2025-12-10 –, Horace Mann
Building accurate AI workflows can get complicated fast. By explicitly defining and modularizing agent tasks, my AI flows have become more precise, consistent, and efficient—delivering improved outcomes consistently. But can we prove it? In this talk, I'll walk you through an agentic app built with Langflow, and show how giving agents narrower, well-defined tasks leads directly to more accurate, consistent results. We'll put that theory to the test using evals with Pytest and LangSmith, iterating across different agent setups, analyzing data, and tightening up the app. By the end, we'll have a clear, repeatable workflow that lets us have confidence in how future agent or LLM changes will affect outcomes, before we ever hit deploy.
Building reliable AI workflows requires more than clever prompts—it demands structure, testing, and iteration. In this talk, we’ll look at how modular agent design and evaluation can make large language model (LLM)–based systems more predictable and trustworthy.
We’ll start by demonstrating an agentic application in Langflow, defining each agent’s responsibilities explicitly and observing how tighter task boundaries improve consistency and conciseness. From there, we’ll add some LangSmith decorators to an existing Pytest setup, treating LLM behaviors as testable components. You’ll see how to benchmark different agent configurations and measure improvement over time with reproducible metrics and data.

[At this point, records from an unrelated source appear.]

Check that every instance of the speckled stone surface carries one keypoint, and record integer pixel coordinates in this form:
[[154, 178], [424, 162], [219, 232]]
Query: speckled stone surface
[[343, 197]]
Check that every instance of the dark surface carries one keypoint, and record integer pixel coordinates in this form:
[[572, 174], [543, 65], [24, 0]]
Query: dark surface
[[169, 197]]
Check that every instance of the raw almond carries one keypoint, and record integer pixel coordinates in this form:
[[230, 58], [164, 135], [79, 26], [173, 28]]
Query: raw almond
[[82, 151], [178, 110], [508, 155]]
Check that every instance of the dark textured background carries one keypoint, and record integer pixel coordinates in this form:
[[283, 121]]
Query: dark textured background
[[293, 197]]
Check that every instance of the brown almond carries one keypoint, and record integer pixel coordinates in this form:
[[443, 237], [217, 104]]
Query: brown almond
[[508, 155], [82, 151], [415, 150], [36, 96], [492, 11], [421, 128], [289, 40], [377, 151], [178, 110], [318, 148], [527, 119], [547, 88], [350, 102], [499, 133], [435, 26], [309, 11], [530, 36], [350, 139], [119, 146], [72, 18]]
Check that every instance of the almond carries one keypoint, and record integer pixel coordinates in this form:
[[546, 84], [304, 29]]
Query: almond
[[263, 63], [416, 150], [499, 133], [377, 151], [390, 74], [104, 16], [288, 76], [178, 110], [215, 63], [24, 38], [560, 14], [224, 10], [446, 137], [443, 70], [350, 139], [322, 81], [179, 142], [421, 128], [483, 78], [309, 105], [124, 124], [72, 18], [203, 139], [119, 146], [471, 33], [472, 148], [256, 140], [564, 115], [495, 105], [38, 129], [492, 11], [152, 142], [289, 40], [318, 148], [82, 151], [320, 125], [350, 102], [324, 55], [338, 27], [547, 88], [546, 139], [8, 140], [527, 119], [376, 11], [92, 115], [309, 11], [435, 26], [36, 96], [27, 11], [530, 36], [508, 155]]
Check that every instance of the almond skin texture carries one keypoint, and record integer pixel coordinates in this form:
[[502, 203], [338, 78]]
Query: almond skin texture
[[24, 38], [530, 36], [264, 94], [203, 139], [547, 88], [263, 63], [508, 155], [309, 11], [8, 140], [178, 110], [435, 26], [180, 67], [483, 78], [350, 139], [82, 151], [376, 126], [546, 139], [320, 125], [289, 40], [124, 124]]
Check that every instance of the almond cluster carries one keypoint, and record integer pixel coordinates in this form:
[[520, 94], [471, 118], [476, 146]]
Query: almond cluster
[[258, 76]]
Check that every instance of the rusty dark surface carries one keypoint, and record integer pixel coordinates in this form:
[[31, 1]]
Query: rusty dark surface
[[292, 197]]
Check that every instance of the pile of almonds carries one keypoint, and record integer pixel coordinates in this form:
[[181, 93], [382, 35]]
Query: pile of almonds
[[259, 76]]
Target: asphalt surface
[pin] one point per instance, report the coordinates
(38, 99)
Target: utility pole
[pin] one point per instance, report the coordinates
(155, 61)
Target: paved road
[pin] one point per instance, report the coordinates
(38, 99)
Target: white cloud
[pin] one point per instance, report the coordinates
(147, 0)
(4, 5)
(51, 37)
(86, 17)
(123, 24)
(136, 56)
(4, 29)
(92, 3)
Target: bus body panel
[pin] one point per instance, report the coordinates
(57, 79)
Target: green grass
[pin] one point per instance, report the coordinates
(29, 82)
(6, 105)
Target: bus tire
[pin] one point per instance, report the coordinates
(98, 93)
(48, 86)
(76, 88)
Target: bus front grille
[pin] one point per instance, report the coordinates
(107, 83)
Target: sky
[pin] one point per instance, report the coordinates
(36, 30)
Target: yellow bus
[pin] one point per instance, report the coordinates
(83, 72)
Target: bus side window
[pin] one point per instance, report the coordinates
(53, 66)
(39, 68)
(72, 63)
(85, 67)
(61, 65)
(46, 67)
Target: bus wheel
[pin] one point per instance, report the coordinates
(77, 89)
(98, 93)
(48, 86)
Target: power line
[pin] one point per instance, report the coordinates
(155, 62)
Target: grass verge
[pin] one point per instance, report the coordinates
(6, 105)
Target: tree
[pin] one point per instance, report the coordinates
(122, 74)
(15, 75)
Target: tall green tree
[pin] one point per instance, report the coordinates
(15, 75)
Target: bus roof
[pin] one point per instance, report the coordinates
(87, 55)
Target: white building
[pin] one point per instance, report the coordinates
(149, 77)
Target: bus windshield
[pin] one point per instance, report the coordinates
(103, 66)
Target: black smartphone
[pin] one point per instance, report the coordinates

By the end, you’ll have a concrete workflow for iterating on agent designs the same way you would tune and validate any other machine learning model. Attendees should be comfortable with Python and have some familiarity with LLM frameworks or API-based agents, but all examples will be self-contained and reproducible.
A Gen-AI / Agentic nerd with decades of coding experience who loves to learn and help others do the same!